Correio braziliense, n. 20216, 26/09/2018. Mundo, p. 12

 

Ataque à globalização

Rodrigo Craveiro

26/09/2018

 

 

DIPLOMACIA » Em discurso na ONU, Trump abraça patriotismo, ameaça Irã e Venezuela, menospreza organismos multilaterais e provoca risos de líderes

Donald Trump acabava de começar, com atraso, o pronunciamento na 73ª Assembleia Geral da Organização das Nações Unidas (ONU) quando foi interrompido por risos. Era uma reação dos demais líderes e comitivas a um autoelogio feito pelo presidente norte-americano. “Em menos de dois anos, meu governo cumpriu mais do que qualquer outra administração na história de nosso país”, disse o republicano, em Nova York. “É tão verdade”, acrescentou, também com uma risada. “Não esperava essa reação, mas está bem.” O tom ameno do discurso deu lugar a uma defesa veemente da Pax Americana — a ideologia do “America first” (“A América em primeiro lugar”) apregoada durante a campanha e a posse — e a ataques contra o Irã, a Venezuela, a globalização e as instituições multilaterais. “Os EUA são uma nação mais forte, mais segura e mais rica do que quando assumi, menos de dois anos atrás. Nós nos levantamos pela América e pelo povo americano”, declarou Trump. “A América é governada por americanos. Nós rejeitamos a ideologia do globalismo, e abraçamos a doutrina do patriotismo.”

O republicano escalou a retórica contra o Irã, a quem chamou de “ditadura corrupta”. “Os líderes do Irã semeam caos, morte e  destruição. Eles não respeitam seus vizinhos ou fronteiras, ou os direitos de soberania das nações”, disparou. “Não podemos permitir que o maior patrocinador do terrorismo no mundo possua as mais perigosas armas do planeta. Não podemos permitir a um regime que entoa ‘Morte à América’ e que ameaça Israel com a aniquilação possuir meios de enviar uma ogiva nuclear a qualquer cidade sobre a Terra. (…) Pedimos a todas as nações que isolem o regime do Irã”, emendou. Em seu discurso, o presidente iraniano, Hassan Rouhani, acusou a Casa Branca de arquitetar um golpe, advertiu que a segurança internacional não pode ser o “brinquedo da política interna americana” e relacionou Trump à “fraqueza de intelecto”. O abraço ao isolacionismo e a menção ao Irã provocaram a reação contrária de Emmanuel Macron, presidente da França, aliado histórico dos Estados Unidos.
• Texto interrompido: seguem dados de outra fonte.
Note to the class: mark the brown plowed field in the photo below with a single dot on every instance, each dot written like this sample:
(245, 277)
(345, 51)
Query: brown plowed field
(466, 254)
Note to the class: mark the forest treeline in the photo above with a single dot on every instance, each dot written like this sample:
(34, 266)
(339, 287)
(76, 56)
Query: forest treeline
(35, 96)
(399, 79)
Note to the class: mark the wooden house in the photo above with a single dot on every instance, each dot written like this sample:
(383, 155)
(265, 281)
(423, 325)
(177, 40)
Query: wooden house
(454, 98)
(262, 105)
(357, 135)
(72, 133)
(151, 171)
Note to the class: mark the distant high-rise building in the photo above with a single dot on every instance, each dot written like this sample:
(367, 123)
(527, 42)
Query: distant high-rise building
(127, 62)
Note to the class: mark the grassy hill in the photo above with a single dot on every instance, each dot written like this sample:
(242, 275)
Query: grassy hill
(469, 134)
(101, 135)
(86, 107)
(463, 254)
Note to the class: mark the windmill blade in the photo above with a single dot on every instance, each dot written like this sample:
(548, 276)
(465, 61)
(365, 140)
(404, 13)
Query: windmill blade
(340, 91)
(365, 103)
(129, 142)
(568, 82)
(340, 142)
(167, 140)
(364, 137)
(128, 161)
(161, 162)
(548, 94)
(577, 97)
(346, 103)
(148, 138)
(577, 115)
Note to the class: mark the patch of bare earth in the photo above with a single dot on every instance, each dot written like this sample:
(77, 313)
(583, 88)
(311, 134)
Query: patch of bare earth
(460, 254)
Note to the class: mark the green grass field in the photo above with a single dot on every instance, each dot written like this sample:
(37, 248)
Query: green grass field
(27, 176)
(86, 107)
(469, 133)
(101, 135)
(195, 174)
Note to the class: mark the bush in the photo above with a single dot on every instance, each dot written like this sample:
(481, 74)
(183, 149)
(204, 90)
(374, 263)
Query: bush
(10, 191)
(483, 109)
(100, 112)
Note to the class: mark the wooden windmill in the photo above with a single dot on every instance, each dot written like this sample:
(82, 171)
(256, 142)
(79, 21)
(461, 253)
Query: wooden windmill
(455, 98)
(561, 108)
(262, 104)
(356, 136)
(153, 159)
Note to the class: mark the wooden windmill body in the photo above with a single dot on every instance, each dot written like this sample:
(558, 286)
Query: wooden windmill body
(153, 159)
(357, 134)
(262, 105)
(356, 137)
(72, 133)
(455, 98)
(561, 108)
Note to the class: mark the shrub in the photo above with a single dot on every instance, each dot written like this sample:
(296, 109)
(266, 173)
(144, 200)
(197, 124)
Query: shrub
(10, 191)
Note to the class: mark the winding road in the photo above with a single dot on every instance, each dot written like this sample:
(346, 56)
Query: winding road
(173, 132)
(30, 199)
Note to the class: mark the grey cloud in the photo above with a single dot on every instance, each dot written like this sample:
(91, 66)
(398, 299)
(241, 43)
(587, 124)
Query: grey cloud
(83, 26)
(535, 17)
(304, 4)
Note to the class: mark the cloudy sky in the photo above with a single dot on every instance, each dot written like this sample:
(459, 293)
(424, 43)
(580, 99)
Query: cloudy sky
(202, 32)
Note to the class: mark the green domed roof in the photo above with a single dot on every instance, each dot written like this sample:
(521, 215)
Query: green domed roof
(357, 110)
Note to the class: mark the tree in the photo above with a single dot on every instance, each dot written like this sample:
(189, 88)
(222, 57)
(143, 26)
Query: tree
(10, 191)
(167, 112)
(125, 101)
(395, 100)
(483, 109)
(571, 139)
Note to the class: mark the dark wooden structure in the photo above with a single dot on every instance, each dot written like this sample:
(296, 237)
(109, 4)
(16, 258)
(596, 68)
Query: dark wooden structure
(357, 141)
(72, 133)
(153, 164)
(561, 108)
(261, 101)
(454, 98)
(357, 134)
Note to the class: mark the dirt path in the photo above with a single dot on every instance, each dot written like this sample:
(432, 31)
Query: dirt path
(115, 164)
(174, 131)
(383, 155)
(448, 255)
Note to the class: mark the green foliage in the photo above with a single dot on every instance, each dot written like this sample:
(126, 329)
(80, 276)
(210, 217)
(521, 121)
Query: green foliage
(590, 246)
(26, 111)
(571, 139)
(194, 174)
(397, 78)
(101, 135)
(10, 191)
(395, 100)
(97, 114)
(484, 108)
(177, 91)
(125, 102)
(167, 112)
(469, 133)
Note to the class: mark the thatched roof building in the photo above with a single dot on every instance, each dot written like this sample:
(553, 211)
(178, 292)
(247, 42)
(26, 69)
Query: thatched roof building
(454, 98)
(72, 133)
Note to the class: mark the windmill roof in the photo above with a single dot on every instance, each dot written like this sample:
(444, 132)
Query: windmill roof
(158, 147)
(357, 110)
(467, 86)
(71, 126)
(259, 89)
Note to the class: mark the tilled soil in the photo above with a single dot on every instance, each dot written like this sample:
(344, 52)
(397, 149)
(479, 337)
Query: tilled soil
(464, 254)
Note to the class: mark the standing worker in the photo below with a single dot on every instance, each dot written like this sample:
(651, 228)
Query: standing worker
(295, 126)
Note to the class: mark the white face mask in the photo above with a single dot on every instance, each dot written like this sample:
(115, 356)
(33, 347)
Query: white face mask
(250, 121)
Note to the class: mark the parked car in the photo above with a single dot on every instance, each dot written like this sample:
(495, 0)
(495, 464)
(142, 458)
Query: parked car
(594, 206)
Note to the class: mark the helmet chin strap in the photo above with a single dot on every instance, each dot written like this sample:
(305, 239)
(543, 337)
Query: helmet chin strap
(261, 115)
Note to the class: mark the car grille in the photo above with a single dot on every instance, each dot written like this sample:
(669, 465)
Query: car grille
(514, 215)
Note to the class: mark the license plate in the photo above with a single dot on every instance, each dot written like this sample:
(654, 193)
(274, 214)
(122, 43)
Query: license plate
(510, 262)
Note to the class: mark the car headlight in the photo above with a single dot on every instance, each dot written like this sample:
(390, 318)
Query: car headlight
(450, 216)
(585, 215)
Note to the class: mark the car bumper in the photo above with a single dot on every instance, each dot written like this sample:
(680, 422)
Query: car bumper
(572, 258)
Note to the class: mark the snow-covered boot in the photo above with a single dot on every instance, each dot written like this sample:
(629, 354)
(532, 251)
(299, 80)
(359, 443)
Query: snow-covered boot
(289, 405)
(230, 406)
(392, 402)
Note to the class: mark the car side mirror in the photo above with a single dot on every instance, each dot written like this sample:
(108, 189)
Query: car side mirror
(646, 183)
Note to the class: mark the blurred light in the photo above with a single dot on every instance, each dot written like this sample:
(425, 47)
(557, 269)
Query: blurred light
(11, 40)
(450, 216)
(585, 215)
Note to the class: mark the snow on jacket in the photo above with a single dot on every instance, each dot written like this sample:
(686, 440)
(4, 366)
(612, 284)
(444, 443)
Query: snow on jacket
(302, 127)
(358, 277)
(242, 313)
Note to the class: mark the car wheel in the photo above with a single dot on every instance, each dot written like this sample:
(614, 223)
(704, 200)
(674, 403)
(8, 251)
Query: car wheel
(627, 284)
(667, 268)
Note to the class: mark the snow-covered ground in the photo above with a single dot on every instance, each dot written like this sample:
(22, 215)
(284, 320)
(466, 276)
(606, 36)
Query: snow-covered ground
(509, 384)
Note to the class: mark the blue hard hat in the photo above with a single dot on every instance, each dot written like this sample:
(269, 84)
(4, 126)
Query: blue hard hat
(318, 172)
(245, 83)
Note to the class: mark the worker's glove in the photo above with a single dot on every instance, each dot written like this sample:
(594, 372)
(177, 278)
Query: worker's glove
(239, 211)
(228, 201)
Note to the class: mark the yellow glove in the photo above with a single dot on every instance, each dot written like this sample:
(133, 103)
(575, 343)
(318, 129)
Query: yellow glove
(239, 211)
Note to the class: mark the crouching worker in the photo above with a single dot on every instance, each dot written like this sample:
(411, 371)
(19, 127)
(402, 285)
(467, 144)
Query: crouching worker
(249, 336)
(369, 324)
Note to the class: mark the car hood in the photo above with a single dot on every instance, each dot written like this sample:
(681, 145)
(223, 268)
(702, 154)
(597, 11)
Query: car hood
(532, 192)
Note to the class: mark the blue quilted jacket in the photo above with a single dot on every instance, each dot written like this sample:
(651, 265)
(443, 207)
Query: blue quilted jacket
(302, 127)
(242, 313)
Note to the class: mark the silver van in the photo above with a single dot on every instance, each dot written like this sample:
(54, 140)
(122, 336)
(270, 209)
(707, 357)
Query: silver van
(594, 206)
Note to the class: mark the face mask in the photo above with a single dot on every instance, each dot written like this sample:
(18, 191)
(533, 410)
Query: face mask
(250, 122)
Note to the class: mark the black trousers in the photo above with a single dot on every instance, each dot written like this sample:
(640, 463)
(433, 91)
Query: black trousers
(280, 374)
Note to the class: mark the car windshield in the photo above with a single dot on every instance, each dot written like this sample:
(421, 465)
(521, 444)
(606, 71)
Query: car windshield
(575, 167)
Em mais um exemplo de negação do multilateralismo, Trump lembrou que os EUA se retiraram do Conselho de Direitos Humanos da ONU até que “uma reforma real” ocorra. “Por motivos similares, os EUA não fornecerão apoio em reconhecimento ao Tribunal Penal Internacional (TPI). No que diz respeito à América, o TPI não tem jurisdição, legitimidade e autoridade. (…) Jamais renderemos a soberania da América a uma burocracia global não eleita e incompreensível”, prometeu. A crise política e humanitária na Venezuela também foi abordada pelo magnata. “Nós estamos testemunhando uma tragédia humana na Venezuela. (…) Não há muito tempo, a Venezuela era um dos países mais ricos do mundo. O socialismo levou à falência a nação rica em petróleo e conduziu seu povo à pobreza abjeta.”

Constrangimento

Diretor de engajamento global da Casa Branca durante o governo do democrata Barack Obama e professor de gerenciamento de crises da Georgetown University, Brett Plitt Bruen disse que os EUA nunca se isolaram tanto. “Eu não esperava que líderes mundiais rissem de maneira audível e fizessem do presidente americano uma piada. Foi um constrangimento nacional”, admitiu ao Correio. Segundo ele, Trump apresentou uma “perigosa defesa do patriotismo em uma instituição criada para proteger o mundo contra danos infligidos pelos ultranacionalistas”. “Após duas guerras mundiais, nossos líderes perceberam a necessidade de estabelecer limites e de forjar maior cooperação. Isso criou paz e prosperidade por mais de 75 anos. Trump propôs abandonar as advertências da história e abraçar um futuro distópico.”

O ex-diplomata vê o republicano praticamente sozinho em relação ao tema do Irã. “É o mais evidente exemplo de que a América reduziu a influência sob sua liderança. Enquanto ele continua com ameaças, o resto do mundo segue comprometido em preservar um acordo que removeu as armas nucleares de uma situação volátil”, frisou Bruen, referindo-se ao pacto firmado em 2015 entre Teerã, Estados Unidos, Rússia, China, Reino Unido e Alemanha. Trump anunciou a retirada do acordo em maio passado.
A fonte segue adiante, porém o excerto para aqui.